Vorausgesetzt das politisch erklärte Ziel ist ernst gemeint, so schnell wie möglich die unterversorgten Gebiete mit Breitbandtechnologien zu erschließen, muss man sich fragen, ob die Telekom nicht gut beraten wäre, auf gezielten strategischen Verdrängungswettbewerb im wohlverstandenen Interesse der betroffenen Bürger und Gemeinden zu verzichten.

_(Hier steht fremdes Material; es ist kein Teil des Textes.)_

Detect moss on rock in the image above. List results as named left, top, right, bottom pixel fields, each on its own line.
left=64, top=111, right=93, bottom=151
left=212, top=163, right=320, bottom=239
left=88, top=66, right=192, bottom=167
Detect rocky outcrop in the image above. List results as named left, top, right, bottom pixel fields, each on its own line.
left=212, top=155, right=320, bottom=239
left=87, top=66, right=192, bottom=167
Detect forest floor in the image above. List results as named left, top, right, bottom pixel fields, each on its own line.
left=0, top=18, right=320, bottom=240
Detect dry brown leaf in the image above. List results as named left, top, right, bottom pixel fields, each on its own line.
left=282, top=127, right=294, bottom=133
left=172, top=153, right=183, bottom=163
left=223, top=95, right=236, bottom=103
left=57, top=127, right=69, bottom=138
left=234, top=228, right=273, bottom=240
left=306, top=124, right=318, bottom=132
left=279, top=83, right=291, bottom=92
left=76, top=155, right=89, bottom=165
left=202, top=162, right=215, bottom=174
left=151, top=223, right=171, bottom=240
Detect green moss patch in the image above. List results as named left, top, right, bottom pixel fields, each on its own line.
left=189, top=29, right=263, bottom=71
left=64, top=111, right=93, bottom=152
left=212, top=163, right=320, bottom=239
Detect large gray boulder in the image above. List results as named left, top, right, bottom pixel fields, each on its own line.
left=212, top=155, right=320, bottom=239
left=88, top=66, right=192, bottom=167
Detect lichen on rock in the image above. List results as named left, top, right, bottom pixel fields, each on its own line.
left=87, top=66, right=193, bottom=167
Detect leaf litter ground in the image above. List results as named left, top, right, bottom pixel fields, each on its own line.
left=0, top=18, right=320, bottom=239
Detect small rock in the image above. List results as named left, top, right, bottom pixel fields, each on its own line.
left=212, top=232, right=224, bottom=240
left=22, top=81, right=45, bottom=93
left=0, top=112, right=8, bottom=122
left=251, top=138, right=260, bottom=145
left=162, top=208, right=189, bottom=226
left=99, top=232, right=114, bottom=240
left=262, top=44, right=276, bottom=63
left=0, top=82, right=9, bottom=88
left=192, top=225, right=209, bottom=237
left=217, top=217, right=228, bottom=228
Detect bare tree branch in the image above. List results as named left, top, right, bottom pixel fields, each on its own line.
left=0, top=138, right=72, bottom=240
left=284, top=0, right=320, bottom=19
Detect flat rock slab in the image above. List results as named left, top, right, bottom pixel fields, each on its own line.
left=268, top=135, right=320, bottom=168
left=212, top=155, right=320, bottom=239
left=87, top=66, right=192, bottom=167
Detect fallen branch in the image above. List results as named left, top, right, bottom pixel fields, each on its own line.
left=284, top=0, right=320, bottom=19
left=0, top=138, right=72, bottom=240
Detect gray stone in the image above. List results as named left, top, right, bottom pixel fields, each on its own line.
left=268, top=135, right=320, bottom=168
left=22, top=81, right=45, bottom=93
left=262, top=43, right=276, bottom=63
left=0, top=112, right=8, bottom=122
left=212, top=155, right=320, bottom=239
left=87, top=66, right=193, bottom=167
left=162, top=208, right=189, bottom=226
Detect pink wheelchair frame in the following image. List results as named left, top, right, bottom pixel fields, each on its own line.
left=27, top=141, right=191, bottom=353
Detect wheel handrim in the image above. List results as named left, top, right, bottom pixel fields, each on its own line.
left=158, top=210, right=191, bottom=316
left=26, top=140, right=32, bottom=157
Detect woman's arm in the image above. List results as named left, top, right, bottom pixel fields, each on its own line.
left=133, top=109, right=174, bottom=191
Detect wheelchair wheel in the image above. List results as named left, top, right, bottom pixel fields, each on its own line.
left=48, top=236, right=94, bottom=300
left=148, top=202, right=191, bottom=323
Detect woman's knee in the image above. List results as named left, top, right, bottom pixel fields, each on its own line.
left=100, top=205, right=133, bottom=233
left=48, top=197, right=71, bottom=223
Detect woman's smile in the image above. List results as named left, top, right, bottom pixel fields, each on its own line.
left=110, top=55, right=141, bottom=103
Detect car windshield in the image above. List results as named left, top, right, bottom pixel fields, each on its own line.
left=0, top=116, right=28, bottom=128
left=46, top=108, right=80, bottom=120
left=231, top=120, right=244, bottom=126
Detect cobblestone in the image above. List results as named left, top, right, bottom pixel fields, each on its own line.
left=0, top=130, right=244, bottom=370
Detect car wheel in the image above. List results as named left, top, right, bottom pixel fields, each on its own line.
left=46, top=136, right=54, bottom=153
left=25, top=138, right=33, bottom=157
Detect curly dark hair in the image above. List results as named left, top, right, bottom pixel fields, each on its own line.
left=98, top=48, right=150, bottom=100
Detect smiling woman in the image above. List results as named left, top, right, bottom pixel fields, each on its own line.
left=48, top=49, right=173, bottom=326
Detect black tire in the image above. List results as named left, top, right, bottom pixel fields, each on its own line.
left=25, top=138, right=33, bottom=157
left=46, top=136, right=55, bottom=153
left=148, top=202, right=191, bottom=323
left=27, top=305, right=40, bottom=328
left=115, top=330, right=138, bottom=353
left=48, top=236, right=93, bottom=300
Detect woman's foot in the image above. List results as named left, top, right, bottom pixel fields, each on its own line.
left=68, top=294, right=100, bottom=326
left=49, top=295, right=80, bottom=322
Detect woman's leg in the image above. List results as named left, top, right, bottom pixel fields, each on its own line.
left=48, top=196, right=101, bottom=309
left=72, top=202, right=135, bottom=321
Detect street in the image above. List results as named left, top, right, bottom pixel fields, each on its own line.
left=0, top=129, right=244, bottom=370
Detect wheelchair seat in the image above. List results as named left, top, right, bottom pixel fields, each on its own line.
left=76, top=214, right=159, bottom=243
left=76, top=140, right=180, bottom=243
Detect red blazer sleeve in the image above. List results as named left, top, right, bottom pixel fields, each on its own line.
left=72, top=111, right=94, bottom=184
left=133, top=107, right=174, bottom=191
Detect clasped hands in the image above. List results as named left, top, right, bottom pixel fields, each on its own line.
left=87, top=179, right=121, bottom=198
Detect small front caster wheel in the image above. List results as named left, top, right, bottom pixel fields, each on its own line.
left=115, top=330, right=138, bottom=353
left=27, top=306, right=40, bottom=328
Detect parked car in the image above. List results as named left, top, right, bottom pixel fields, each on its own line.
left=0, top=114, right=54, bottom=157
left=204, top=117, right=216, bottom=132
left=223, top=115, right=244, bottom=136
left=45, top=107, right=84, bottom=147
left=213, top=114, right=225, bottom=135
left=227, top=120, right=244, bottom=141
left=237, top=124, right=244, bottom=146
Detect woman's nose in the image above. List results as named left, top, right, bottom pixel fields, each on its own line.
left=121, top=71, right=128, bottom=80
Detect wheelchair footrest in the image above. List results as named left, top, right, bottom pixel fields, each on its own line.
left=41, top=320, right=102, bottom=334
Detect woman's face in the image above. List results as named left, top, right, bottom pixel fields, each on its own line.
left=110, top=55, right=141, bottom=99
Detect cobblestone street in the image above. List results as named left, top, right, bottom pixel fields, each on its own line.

„Es wird deutlich, dass es dem marktbeherrschenden Unternehmen nicht um den Einsatz einer neuen Technologie auch für schwächer besiedelte Regionen geht, sondern allein um die Absicherung ihrer Marktbeherrschung“, vermutet Jürgen Grützner. „Unser Ziel ist es, den innovativen Technologien vor allem dort eine Chance zu geben, wo ihr Einsatz wirtschaftlich sinnvoll ist. Statt Investitionen zu blockieren oder zu entwerten, sollte eine schnelle Erschließung im fairen Wettbewerb mit der DTAG möglich sein.“

Über VATM:

Im VATM sind mehr als 50 der im deutschen Markt operativ tätigen Telekommunikations- und Dienstleistungsunternehmen aktiv. Alle stehen im direkten Wettbewerb zum Ex-Monopolisten Deutsche Telekom AG und engagieren sich für mehr Wettbewerb im Telekommunikationsmarkt – zugunsten von Innovationen, Investitionen und Beschäftigung. Seit dem Jahr 2000 haben die Wettbewerber im Festnetz- und Mobilfunkbereich Investitionen in Höhe von über 20 Mrd. € vorgenommen. Unmittelbar sichern die neuen Festnetz- und Mobilfunkunternehmen rd. 50.000 Arbeitsplätze in Deutschland sowie zusätzlich etwa 50 % der Beschäftigung in den Zulieferbetrieben.